Hells Bells,  I've  got rather high precision  'takel'. Geordie for tackle and basically I'm just keeping the grey matter with challenges

Cheers

Norman


----------



## ajoeiam (Feb 23, 2021)

HennieL said:


> You mean drills sharpened like this:
> View attachment 123367
> 
> Probably done more accurately DIY than when bought new  (sharpened on a Tormek wet grinder)


The proof of the pudding in this case isn't in the looking its in the drilling. 

You drill 10 holes in at least a couple different kinds of materials and measure those holes using your ball gauges and vernier micrometer and then 
you will know how accurate the drills are. 
I was expected to sharpen ones this size to drill to within 0.003" by hand. 
That's as close as most drilled holes get specified so more really isn't required. 

That drill tip does look nice!


----------



## ajoeiam (Feb 23, 2021)

Courierdog said:


> Now you are talking, I just love my tormek with the DBS-22. My dormer index bought back in the seventies cost $53 which I thought was a lot of money. Now the same set starts at $250. these bits sharpened in the Tormek are better than new. I bought this jig as I have a lot of precision drilling to do on my Acute Tool Sharpening System Kit.
> Drills are an essential to any home workshop, and the means to sharpen them easily and with 4 facet is a pleasure now.
> DaveC


You mention a set of drills.
I have done some looking on the intersweb and haven't found such - - - - please?


----------



## Courierdog (Feb 23, 2021)

goldstar31 said:


> I don't think that the Acute System construction is necessarily as accute  as  suggested
> 
> There is a video with lots of drilling done on  a hand drilling machine -- using the spotted centred 'spots'
> 
> ...


Norman:
While it may not require a high degree of accuracy Gay suggest several stages of enlarging each and every hole. instead of just just throwing them on the drill press and drilling out the holes.
In Fact all his centre holes he chucks up the work piece in the lathe and drills out each hole using successive drill bits before running a reamer into the hold for final measurement. That seems rather precise to me.
I look at it similarly as the Tormek DBS-22. Find I have to use the magnifier to align grinding of the drill bit other wise the flutes do not end up equal.
Performing Drilling operations with a well ground and accurate drill bit is a very different experience. very little pressure is required and oddly enough the drill remains sharper longer.
see article DRILL POINT GEOMETRY , an article     by JOSEPH MAZOFF
DRILL POINT GEOMETRY
by JOSEPH MAZOFF
Mr. Joseph Mazoff, Inventor, Member of the Society of Manufacturing Engineers and President of J & A Machinery started his metal crafts career in Pennsylvania as a young apprentice of nine years old in a black smith shop in 1926. 
In 1938 at age 18, competing against more than 300 experienced competitors in their fifties and sixties, Mr. Mazoff took first place in the Pennsylvania state wide tool grinding contest, including twist drill sharpening.
The entire article is a worth while read. As it turned out this was a war production secret of the Americans, extend the ability to drill holes faster, longer with the same tool be came very significant.
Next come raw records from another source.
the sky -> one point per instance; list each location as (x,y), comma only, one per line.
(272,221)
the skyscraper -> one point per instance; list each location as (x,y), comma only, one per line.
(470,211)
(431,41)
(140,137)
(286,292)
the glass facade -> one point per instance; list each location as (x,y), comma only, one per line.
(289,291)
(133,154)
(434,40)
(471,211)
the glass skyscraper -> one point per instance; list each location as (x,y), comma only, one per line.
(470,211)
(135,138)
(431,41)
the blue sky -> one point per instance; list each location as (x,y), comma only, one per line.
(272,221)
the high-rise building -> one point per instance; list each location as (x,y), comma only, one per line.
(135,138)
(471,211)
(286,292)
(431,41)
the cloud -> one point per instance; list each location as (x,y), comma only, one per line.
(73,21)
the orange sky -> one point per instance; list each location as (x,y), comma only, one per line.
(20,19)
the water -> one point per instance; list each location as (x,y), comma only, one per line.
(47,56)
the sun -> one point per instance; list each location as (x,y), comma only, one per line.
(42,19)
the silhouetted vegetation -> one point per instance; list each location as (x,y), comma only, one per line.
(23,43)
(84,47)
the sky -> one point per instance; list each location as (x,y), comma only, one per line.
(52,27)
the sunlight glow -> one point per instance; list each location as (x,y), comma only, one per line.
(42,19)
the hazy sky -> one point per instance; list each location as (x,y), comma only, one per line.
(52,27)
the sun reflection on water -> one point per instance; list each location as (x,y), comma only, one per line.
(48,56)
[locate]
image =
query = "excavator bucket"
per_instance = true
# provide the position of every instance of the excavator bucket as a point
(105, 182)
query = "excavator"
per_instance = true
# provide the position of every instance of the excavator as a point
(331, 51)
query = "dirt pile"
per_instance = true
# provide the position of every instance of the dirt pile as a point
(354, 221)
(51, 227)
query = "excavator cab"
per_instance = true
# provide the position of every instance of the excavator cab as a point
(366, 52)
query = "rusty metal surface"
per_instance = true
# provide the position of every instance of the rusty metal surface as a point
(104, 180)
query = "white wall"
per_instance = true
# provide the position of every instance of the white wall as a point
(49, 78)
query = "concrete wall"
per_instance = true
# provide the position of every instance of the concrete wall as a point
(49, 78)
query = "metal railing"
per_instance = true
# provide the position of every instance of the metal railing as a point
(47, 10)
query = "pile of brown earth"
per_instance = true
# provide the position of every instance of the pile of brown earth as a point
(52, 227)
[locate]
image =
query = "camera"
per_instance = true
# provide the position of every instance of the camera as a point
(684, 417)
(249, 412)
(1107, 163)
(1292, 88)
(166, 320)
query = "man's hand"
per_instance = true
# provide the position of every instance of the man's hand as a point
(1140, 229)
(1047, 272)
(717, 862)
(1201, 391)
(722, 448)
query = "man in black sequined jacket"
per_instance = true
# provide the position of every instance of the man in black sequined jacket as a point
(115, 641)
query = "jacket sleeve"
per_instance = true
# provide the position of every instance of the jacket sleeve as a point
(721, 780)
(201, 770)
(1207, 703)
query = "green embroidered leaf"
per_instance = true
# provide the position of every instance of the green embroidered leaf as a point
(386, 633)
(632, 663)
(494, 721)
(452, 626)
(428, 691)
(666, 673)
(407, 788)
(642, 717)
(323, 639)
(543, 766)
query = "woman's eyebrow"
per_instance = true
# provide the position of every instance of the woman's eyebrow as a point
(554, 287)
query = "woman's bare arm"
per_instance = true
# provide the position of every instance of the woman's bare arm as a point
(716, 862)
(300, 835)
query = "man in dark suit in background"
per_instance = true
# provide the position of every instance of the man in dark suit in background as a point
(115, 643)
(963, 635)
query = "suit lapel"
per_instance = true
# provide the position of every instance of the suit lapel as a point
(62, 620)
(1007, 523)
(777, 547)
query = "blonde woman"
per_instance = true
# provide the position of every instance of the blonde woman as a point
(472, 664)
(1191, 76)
I had a friend whose father was a tool and die maker and during the war was sent into many places to sort out the machining processes to enable wartime production. These were dark and desperate times. Depending on the country you live in, some literally ate and slept at their machines for the duration, while this was not the case in North America, we were very spoiled. Some countries, your work was you LIFE.


----------



## Courierdog (Feb 23, 2021)

Look up the Dormer Precision Drill index. look up the price in the 1970's vs now.
This is why som many of us now buy direct from China. The local distributor usually gets it from his supplier in the US, all this adds to the cost of the item.
However buying direct assumes you do all the research of the product and its quality. So it becomes a two edged sword. and while they say you can return the item, good luck with that. A for instance is gauge Blocks. They all have to be referenced back to a Standard. So who makes the item is required to trace it accuracy back to a known Standard, and supply the documentation support.
Not all tooling goes this far in their quest for quality. 
For me this is just a hobby. I no longer have to certify any authenticity to a document or statement I make.


----------



## goldstar31 (Feb 23, 2021)

May I remind you that the person enjoying what is left at over 90 years in my bit of the firmament is---
Partially Sighted and the loss of sight from macular degeneration is---- DEGENERATION.


----------



## HennieL (Feb 23, 2021)

ajoeiam said:


> You mention a set of drills.
> I have done some looking on the intersweb and haven't found such - - - - please?


Now this is another interesting subject - are certain brands of drills better than others, and which brand to buy...

Being a serious amateur knife maker, I am always pushing the boundary of blade performance through proper selection of steels and accurate heat treating - and then testing the steel using an accurate, lab grade Rockwell tester bought at an enormous cost (for me...) some years ago. Having a large assortment of drill bits in my "scrap box" (bought my first bit nearly 50 years ago...), I decided about a year ago to test the hardness of the various brands of bits.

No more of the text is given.